The volatility risk premium is a common phenomenon that exists in the volatility space. It is often defined as a stock’s or index’s implied volatility (IV) minus its realized volatility (RV). For equity indices, over the long term IV is generally greater than RV, thus giving rise to the popularity of short volatility trading strategies.
Despite its frequent use, it appears, however, that there exists no reliable method for forecasting the volatility risk premium. In the literature, we have seen methods ranging from a simple one such as IV-HV (historical volatility) to a more sophisticated method such as GARCH.

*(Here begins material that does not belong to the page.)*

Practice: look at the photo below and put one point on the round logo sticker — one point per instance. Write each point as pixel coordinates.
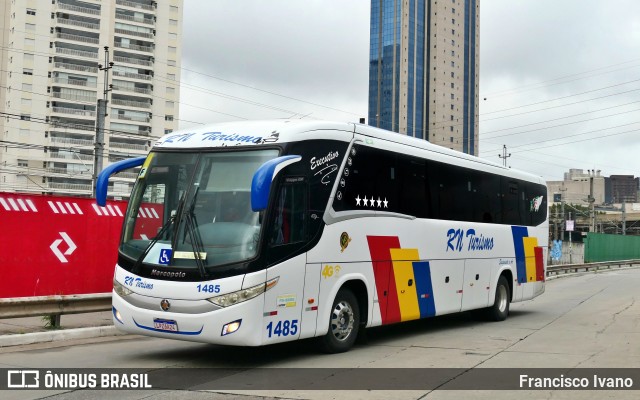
(344, 241)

A recent article  examines the volatility risk premium through implied volatilities and the correlation of sector ETFs. It concludes, surprisingly, that correlation premium is a good predictor of the volatility risk premium,
We posit that abnormalities in the short-term pricing of an index option can be better detected by studying the implied correlation than the implied volatility. A high index volatility premium may be attributed to rationally-expected high stock implied volatilities. In this case, the correlation premium, defined analogously to the volatility premium as current implied correlation less recent realized correlation, would not necessarily be high because implied correlation is calculated using stock implied volatilities as inputs and therefore controls for their levels. On the other hand, an abnormally high correlation premium can signal either rationally-expected high correlations or some temporary deviation in the index implied volatility. We demonstrate that it is often the latter and that a measure of abnormal correlation premium is more predictive of future changes in sector implied volatility than is the volatility premium. Building on this finding, we also show that trading signals concerning sector option implied volatilities based on the abnormal correlation premium are profitable in absolute terms, and also more profitable than conventional strategies based on the volatility premium
Using the abnormal correlation premium to generate signals, the authors manage to develop profitable options trading strategies. These strategies are delta- and vega-neutral.